VENERATION OF POPE’S REMAINS
BY CAROL GLATZ
MORE THAN 250,000 people visited Blessed John Paul II’s mortal remains on the day of his beatification.
At the end of the beatification Mass, Pope Benedict XVI, cardinals and other dignitaries knelt and prayed at the foot of the closed wooden coffin, many kissed the recently cleaned and polished wood.
Once the dignitaries left a thick velvet rope was put around the coffin and the public were allowed to stream up the right and down the left side of St Peter’s Basilica. The pilgrim path was marked by waist-high wooden barricades set back several feet from the coffin.
Ushers kept the crowds moving swiftly, leaving many with little time to linger. Small groups of people were allowed to kneel briefly in prayer far from the barricades. Many pilgrims who were in the square after the beatification only had to wait 30 minutes to get in to see the coffin.
Sister Milena, a member of the Sisters of St Elizabeth, said she only waited in line for half an hour right after the beatification Mass.
The 24-year-old nun from Wrocław, said it felt “very special, very nice” to be able to pray in front of his coffin. She said she prayed for a woman who recently joined her religious order. A man from Scotland said he got inside the basilica around one in the morning and called the moment “grace-filled”.
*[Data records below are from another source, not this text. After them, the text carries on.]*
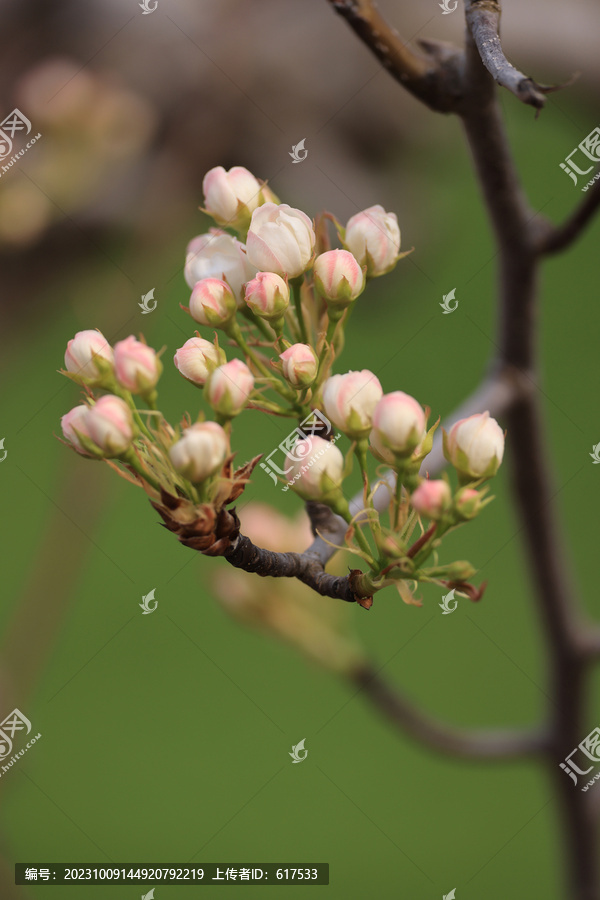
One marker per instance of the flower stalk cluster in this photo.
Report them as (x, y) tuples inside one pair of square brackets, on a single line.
[(273, 299)]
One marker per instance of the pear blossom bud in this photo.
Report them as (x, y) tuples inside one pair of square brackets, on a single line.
[(317, 469), (338, 278), (197, 358), (90, 356), (228, 388), (281, 239), (467, 503), (399, 423), (231, 197), (212, 303), (432, 498), (268, 296), (373, 236), (218, 255), (200, 452), (349, 401), (137, 366), (380, 451), (300, 365), (110, 425), (74, 427), (475, 447)]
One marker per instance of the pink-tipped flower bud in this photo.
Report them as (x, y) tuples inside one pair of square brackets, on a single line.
[(432, 499), (349, 401), (475, 447), (197, 359), (110, 425), (231, 197), (218, 255), (281, 239), (338, 278), (201, 451), (300, 365), (268, 296), (398, 423), (373, 236), (90, 357), (75, 429), (212, 303), (317, 469), (137, 366), (228, 388), (467, 503)]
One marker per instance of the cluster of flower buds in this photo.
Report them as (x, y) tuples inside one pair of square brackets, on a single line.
[(281, 297)]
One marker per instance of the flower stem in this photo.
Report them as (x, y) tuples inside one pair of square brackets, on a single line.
[(235, 333), (295, 285)]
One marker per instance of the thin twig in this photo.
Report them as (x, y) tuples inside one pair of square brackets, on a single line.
[(442, 738), (434, 77), (483, 19), (559, 237)]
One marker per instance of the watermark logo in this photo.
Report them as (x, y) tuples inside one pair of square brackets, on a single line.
[(16, 721), (297, 750), (446, 601), (590, 748), (9, 126), (446, 304), (13, 124), (292, 450), (145, 605), (9, 727), (298, 148), (590, 150), (145, 304)]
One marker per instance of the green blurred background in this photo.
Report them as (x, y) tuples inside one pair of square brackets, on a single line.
[(166, 737)]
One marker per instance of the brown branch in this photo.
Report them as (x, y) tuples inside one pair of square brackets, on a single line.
[(465, 744), (483, 19), (434, 78), (522, 240), (559, 237), (243, 554)]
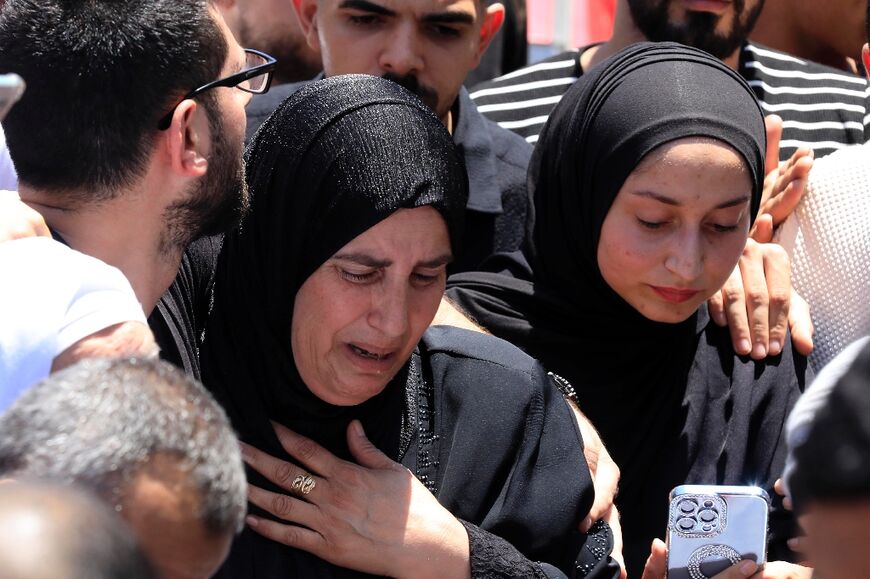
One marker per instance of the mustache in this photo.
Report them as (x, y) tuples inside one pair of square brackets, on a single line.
[(410, 81)]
The Vatican said that within 13 hours some 250,000 people passed by the coffin to pay their respects before the basilica closed at three am on Tuesday morning. Hundreds of people handed ushers notes and flowers that were set behind the coffin.
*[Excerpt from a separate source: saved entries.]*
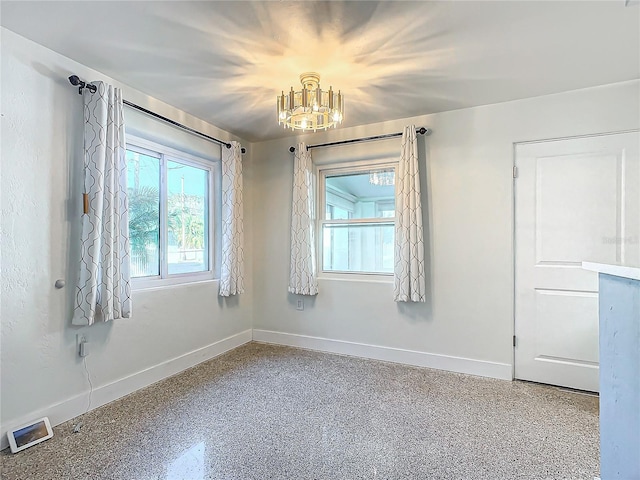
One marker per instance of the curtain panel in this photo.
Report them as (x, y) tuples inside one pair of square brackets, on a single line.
[(302, 278), (232, 268), (104, 290), (409, 274)]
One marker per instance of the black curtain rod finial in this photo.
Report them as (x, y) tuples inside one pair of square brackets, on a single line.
[(76, 82)]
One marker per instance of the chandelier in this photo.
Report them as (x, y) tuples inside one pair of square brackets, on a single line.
[(311, 108), (382, 177)]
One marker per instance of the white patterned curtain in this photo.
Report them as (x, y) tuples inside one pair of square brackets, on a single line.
[(231, 271), (302, 278), (409, 275), (104, 282)]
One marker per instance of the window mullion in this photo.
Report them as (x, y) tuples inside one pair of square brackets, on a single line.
[(164, 223)]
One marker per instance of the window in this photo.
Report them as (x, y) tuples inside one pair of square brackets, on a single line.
[(170, 215), (357, 223)]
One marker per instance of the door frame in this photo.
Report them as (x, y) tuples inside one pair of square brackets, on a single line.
[(514, 147)]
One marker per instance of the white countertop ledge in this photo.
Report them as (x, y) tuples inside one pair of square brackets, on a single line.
[(616, 270)]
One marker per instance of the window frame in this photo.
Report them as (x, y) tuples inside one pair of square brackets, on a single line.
[(343, 168), (213, 167)]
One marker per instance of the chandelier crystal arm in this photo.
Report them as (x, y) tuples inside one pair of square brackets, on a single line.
[(311, 108)]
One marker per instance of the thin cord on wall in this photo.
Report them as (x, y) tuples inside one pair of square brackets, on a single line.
[(86, 369), (78, 426)]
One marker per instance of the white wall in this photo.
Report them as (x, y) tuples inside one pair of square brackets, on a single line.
[(468, 193), (171, 328)]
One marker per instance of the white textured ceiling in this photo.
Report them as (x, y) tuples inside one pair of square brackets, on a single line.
[(225, 62)]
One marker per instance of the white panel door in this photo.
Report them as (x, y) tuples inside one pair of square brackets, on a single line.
[(576, 200)]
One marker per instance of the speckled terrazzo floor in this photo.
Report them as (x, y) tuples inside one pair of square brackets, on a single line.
[(268, 412)]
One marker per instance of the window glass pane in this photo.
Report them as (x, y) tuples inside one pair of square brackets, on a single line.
[(361, 247), (369, 194), (187, 218), (143, 181)]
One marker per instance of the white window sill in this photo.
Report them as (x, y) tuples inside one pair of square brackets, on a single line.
[(356, 277), (151, 285)]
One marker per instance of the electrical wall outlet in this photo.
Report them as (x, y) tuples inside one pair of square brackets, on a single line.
[(81, 344)]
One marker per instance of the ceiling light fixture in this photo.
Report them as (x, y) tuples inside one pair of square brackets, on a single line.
[(310, 108)]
The public viewing did not resume again until about one pm after the Mass of thanksgiving in St Peter's Square presided over by Cardinal Tarcisio Bertone, Vatican secretary of state.
Fr Enda Naughton, 78, who works at Knock Shrine, said he had celebrated Mass with the late pope twice in his private chapel when he was alive. He said seeing his coffin “was lovely” and that his whole visit had been touched by the Blessed.
He said he was lucky to get into the basilica because “there was a queue miles long, snaking around. It would have taken hours”. Placed on top of the coffin was “one of the most precious gospels in the Vatican Library's holdings”, the illuminated Lorsch Gospels from the medieval era, the Vatican said in a written statement.